In Between the Lines billed their Meliora Weekend show as “Bigger than Lewis Black.” At least they were optimistic.
The improvisational comedy group drew an awkwardly enthused crowd of students and parents to the Drama House on Friday night.
Things, however, looked bleak at the beginning of the show. The turnout was hampered by other events, not to mention the epic task of finding a parking spot during Meliora Weekend. Walking from the car was torturous, as it was 40 degrees and raining. Although the shows are usually free, In Between the Lines charged $2 at the door. And worst of all, star comedians and seniors Charlie Beller and Nels Youngborg were lost to a performance with the Geva Theater comedy group instead.
The lights dimmed, the music blared and one by one, the members of the troupe took their places on stage in an uncomfortable robot dance.
After a brief introduction, the troupe got into their sketches. The first few skits were less than memorable, but it usually takes a little while for both the crowd and the troupe to get warmed up.
It was apparent that most of the troupe was having difficulty censoring themselves from their usual uncouthness, but eventually this in itself became funny. It was most apparent in the sketch “Dan Glover’s Family Special.” In this sketch, an audience member is brought onto stage and asked to pick several improvisators to act as their family members. The improvisators act out a scene and the audience participant dings a bell if they play their roles correctly and constrastly honks a horn if they are incorrect.

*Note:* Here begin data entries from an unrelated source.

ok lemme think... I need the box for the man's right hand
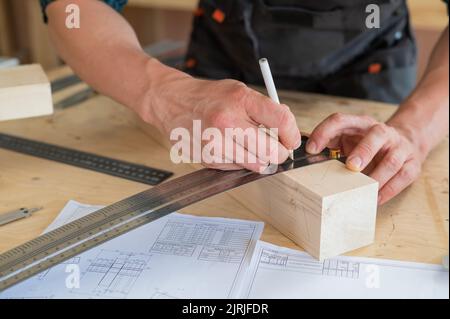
[137,59,301,172]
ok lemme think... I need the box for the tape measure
[0,133,173,186]
[0,136,340,291]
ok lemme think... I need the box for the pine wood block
[229,161,379,260]
[0,64,53,121]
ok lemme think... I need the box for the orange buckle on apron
[368,63,382,74]
[212,9,226,23]
[185,58,197,68]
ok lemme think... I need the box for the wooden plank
[229,161,378,260]
[0,64,53,121]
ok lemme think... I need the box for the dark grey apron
[184,0,417,103]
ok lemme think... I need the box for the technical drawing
[150,289,179,299]
[1,202,264,299]
[199,247,245,263]
[259,249,360,279]
[151,218,257,265]
[37,257,81,280]
[151,242,196,257]
[322,259,360,279]
[260,250,288,266]
[70,249,151,298]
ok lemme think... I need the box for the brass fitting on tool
[329,149,341,159]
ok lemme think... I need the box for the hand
[306,113,426,205]
[137,60,301,172]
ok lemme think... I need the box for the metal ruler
[54,87,95,109]
[0,136,340,291]
[0,133,173,186]
[50,74,81,93]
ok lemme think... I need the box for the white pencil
[259,58,294,160]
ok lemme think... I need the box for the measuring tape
[0,136,341,291]
[0,133,173,186]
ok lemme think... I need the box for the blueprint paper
[0,201,263,299]
[1,202,447,299]
[239,241,449,299]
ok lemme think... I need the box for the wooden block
[229,161,378,260]
[134,113,379,260]
[0,64,53,122]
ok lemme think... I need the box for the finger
[200,143,242,170]
[306,113,376,154]
[369,146,408,188]
[211,121,290,165]
[200,131,267,171]
[324,136,342,150]
[201,125,276,172]
[258,127,291,164]
[231,120,290,164]
[223,134,270,173]
[378,160,421,205]
[345,124,392,172]
[245,92,301,150]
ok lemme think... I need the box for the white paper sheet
[1,201,447,299]
[0,201,263,299]
[239,241,449,299]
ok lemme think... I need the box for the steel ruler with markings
[0,132,173,186]
[0,136,342,291]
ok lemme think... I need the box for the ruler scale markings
[0,133,173,186]
[50,74,82,92]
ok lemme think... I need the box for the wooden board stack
[0,64,53,122]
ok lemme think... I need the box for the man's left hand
[306,113,426,205]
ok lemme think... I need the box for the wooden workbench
[0,67,448,266]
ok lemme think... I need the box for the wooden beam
[0,64,53,121]
[229,161,378,260]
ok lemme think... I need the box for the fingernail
[259,163,277,175]
[294,138,302,150]
[306,141,317,154]
[347,156,362,171]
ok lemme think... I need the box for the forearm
[46,0,180,122]
[388,26,449,157]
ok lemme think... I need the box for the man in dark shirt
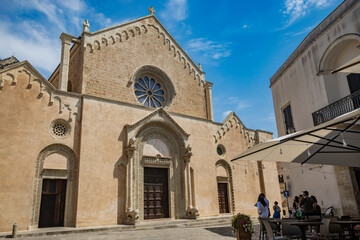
[300,190,314,216]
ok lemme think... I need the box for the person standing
[256,195,270,218]
[259,193,271,217]
[300,191,314,217]
[273,201,281,218]
[293,196,300,211]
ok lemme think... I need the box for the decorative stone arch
[215,159,235,213]
[124,108,198,223]
[319,33,360,73]
[130,65,176,109]
[30,144,78,229]
[136,122,184,219]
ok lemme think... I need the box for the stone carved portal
[216,160,235,214]
[125,109,198,223]
[137,128,184,220]
[30,144,78,229]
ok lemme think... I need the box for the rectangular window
[282,104,295,134]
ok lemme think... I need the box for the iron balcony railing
[312,91,360,126]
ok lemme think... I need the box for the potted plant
[231,212,254,240]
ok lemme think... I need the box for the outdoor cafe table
[268,219,322,240]
[331,220,360,240]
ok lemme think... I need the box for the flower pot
[236,229,251,240]
[236,217,252,240]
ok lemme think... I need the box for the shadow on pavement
[204,226,235,237]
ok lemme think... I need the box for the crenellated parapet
[82,15,205,86]
[0,61,80,122]
[213,112,256,146]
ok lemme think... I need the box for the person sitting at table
[256,194,270,218]
[300,190,314,217]
[273,201,281,219]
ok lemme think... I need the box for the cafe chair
[262,220,291,240]
[258,218,281,240]
[281,223,302,239]
[318,218,345,240]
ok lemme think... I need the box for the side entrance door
[39,179,67,228]
[218,182,229,213]
[144,167,169,219]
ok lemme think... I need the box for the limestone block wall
[0,63,81,232]
[81,17,207,119]
[68,44,84,94]
[212,116,280,217]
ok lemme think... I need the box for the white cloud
[161,0,188,21]
[56,0,86,12]
[15,0,67,31]
[242,25,248,29]
[260,115,276,122]
[282,0,332,26]
[94,13,113,28]
[0,0,119,78]
[222,110,232,119]
[287,24,316,36]
[228,97,251,110]
[186,38,231,60]
[0,22,59,74]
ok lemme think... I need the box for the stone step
[0,215,237,239]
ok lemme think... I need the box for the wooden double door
[144,167,169,219]
[39,179,67,228]
[218,182,230,213]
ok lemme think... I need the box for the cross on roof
[148,6,155,15]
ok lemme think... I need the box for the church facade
[0,10,281,232]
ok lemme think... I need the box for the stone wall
[81,17,207,119]
[0,63,81,231]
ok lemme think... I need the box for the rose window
[135,76,165,108]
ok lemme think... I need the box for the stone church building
[0,9,281,232]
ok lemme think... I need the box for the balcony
[312,91,360,126]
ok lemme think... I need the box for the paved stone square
[14,225,260,240]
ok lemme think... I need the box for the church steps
[0,216,239,238]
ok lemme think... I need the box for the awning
[331,55,360,74]
[231,109,360,167]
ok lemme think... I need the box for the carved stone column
[184,145,199,219]
[125,137,139,225]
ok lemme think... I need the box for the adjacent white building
[270,0,360,215]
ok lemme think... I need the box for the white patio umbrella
[231,109,360,167]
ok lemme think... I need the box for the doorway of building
[144,167,169,219]
[218,183,229,213]
[39,179,67,228]
[347,73,360,109]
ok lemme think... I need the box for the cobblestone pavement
[15,225,260,240]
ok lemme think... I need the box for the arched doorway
[30,144,78,229]
[215,160,235,214]
[124,109,198,224]
[142,138,171,219]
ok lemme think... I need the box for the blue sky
[0,0,344,137]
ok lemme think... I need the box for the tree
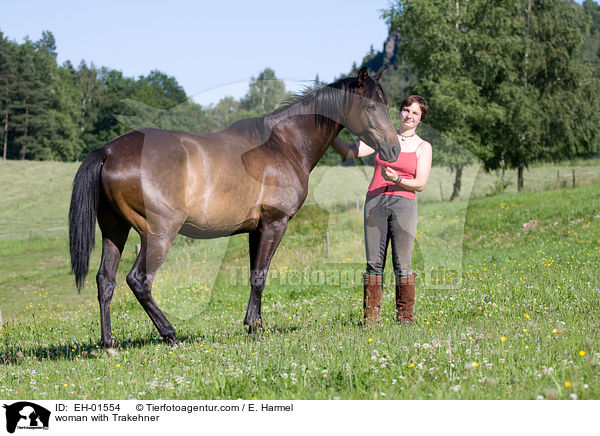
[33,30,57,58]
[43,63,85,160]
[384,0,496,198]
[117,98,216,133]
[0,32,16,160]
[12,39,52,159]
[130,70,187,110]
[75,61,103,153]
[209,96,241,129]
[358,32,415,108]
[91,67,135,147]
[385,0,600,191]
[581,0,600,76]
[498,0,599,189]
[240,68,289,114]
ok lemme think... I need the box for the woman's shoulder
[416,138,432,159]
[418,138,432,149]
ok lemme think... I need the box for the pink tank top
[367,142,424,200]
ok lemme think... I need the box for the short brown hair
[400,95,428,121]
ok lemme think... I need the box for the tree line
[1,0,600,194]
[0,30,291,161]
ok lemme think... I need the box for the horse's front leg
[244,218,289,333]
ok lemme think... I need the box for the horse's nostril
[381,147,397,163]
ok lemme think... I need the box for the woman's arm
[381,142,432,192]
[330,138,376,159]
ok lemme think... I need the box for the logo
[3,402,50,433]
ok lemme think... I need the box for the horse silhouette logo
[2,402,50,433]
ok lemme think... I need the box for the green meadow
[0,158,598,400]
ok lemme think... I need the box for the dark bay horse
[69,66,400,346]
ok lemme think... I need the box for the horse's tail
[69,147,108,293]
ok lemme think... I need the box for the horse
[69,66,400,346]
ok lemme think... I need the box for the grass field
[0,158,599,400]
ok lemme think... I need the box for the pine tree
[12,39,52,159]
[33,30,57,58]
[0,32,16,160]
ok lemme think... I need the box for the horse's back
[100,128,191,234]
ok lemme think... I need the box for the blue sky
[1,0,392,106]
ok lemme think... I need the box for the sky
[1,0,392,106]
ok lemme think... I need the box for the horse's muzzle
[379,144,400,163]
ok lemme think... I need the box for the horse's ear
[357,66,369,94]
[374,64,390,82]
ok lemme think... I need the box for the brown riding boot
[363,274,383,325]
[396,273,416,324]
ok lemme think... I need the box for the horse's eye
[367,104,377,111]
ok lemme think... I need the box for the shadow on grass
[0,333,208,365]
[257,325,302,335]
[260,317,364,335]
[0,317,374,365]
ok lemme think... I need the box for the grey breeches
[364,194,418,277]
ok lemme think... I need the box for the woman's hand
[381,166,400,184]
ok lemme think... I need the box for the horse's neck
[266,102,344,172]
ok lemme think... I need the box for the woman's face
[400,102,422,131]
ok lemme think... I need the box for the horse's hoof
[244,321,262,335]
[163,335,177,346]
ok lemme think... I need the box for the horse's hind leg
[126,228,179,345]
[96,202,131,347]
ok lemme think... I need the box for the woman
[331,95,432,325]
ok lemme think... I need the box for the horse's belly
[179,204,260,238]
[178,219,258,238]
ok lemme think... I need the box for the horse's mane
[224,77,354,141]
[280,74,388,108]
[275,78,350,116]
[223,74,387,143]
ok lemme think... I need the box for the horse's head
[343,66,400,163]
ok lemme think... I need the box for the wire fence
[0,226,67,241]
[2,165,600,242]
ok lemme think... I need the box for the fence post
[556,170,560,189]
[324,232,330,258]
[572,169,576,188]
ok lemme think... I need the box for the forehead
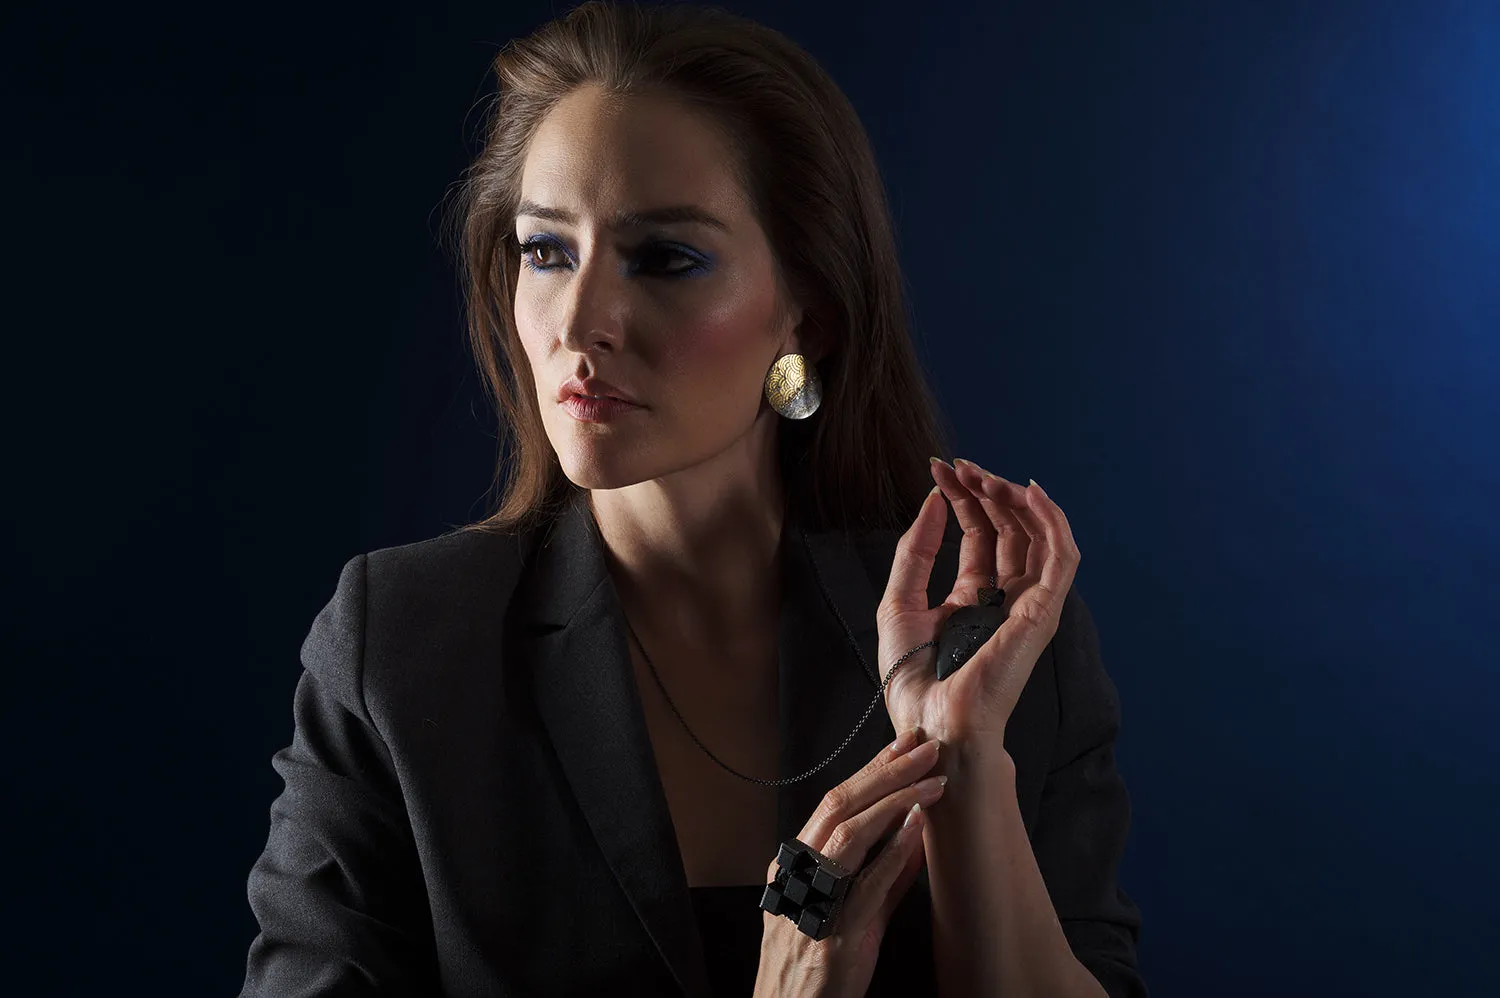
[519,84,748,231]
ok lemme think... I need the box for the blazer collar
[509,490,905,998]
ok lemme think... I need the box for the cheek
[511,274,778,411]
[512,291,551,380]
[659,304,773,389]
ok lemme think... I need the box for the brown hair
[441,0,954,537]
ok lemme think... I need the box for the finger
[954,459,1029,505]
[986,477,1032,591]
[983,475,1049,587]
[1028,481,1080,566]
[952,460,1031,595]
[881,485,948,616]
[850,725,923,784]
[842,802,927,940]
[797,737,942,852]
[767,731,934,884]
[810,771,947,875]
[929,458,996,605]
[1008,482,1081,627]
[874,806,928,930]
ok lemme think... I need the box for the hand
[875,458,1082,748]
[752,728,948,998]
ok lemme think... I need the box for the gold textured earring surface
[764,353,823,419]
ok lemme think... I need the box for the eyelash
[515,234,710,278]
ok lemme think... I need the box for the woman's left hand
[876,458,1082,749]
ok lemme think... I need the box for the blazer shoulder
[361,525,526,603]
[358,525,530,654]
[300,527,529,722]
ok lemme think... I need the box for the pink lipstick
[561,393,643,422]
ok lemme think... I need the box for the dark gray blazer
[240,491,1146,997]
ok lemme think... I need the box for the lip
[560,394,643,423]
[557,376,640,405]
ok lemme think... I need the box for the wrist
[934,732,1014,797]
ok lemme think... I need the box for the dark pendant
[934,587,1008,681]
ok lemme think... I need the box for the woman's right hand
[751,727,949,998]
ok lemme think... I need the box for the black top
[240,491,1147,997]
[689,885,764,998]
[691,881,939,998]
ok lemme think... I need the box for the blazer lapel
[509,491,916,998]
[775,513,905,848]
[511,491,712,998]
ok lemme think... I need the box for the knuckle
[1013,602,1050,628]
[823,822,855,857]
[819,786,850,818]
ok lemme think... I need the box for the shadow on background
[5,0,1495,994]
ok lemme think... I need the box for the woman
[240,2,1146,996]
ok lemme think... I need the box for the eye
[634,243,709,277]
[515,234,710,278]
[518,235,569,272]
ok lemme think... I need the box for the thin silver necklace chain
[621,522,989,788]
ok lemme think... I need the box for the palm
[875,460,1082,748]
[878,599,1005,746]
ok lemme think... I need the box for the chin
[554,444,656,491]
[547,410,753,492]
[555,434,737,493]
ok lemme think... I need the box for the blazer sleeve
[1030,584,1149,998]
[240,553,440,996]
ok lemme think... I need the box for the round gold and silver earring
[763,353,823,419]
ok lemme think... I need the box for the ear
[788,304,832,366]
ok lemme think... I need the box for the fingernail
[912,774,948,799]
[954,458,977,470]
[1029,478,1047,497]
[929,456,952,469]
[888,727,917,753]
[906,738,939,764]
[902,801,923,830]
[928,485,941,497]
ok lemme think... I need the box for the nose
[557,246,628,356]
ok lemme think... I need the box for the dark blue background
[7,1,1495,994]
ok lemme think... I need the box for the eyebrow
[514,199,730,234]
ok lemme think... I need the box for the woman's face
[513,82,805,492]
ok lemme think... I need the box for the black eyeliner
[515,232,712,277]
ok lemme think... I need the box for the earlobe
[782,295,829,364]
[794,313,830,367]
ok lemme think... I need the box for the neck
[588,418,786,648]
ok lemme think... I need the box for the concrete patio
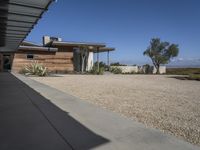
[0,72,199,150]
[0,73,108,150]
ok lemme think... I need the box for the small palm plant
[20,61,48,76]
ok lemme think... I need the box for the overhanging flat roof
[21,41,42,47]
[47,40,115,53]
[18,43,114,53]
[96,47,115,53]
[0,0,54,52]
[18,45,58,52]
[50,41,106,47]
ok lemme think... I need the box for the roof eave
[0,0,55,52]
[51,41,106,47]
[18,45,58,52]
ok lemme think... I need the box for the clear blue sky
[26,0,200,66]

This sketch worked well, because the audience member picked to go on stage was with her family. Freshman Jess Socha, the participant, picked junior Ted Limpert to play herself and newcomer and freshman Olivia Pederson to play her mother. Limpert is exuberant, to say the least, and most of what makes him funny is his ability to simply say or do whatever crazy thing is on his mind.
In this sketch, Socha – played by Limpert – came home and told her mother – Pederson – about how she wanted to convert to Judaism. Walking a fine line, especially with parents in the audience, Limpert spoke emphatically about the overwhelming number of Jews at the university. All the while, the real Jess rang the bell profusely.
By the end of the show, performers, parents and students alike were thoroughly absorbed. Everybody seemed to have a reason for being there, whether it was just to laugh and have a good time, or something more.
“[My favorite parts of improv are the] audience participation and when [the actors] mess up and laugh at themselves,” audience member senior Heather Good said.
Sophomore Elizabeth “Bits” Campisi seemed excited just to be performing.
“This semester was my third time auditioning for the show,” Campisi said. “During my freshman orientation, I saw In Between the Lines. Nels Youngborg [soon] convinced me to come to Monday rehearsals, which anyone can go to and I fell in love with it.”
Every member of In Between the Lines stepped it up on Friday night. The troupe dealt well with the absence of Beller and Youngborg. The culmination of the pensive, ridiculous and virginal comedic personas exerted by different actors resulted in a great show.
Catch their next performance for free at 10 p.m. on Nov. 3 at the Drama House.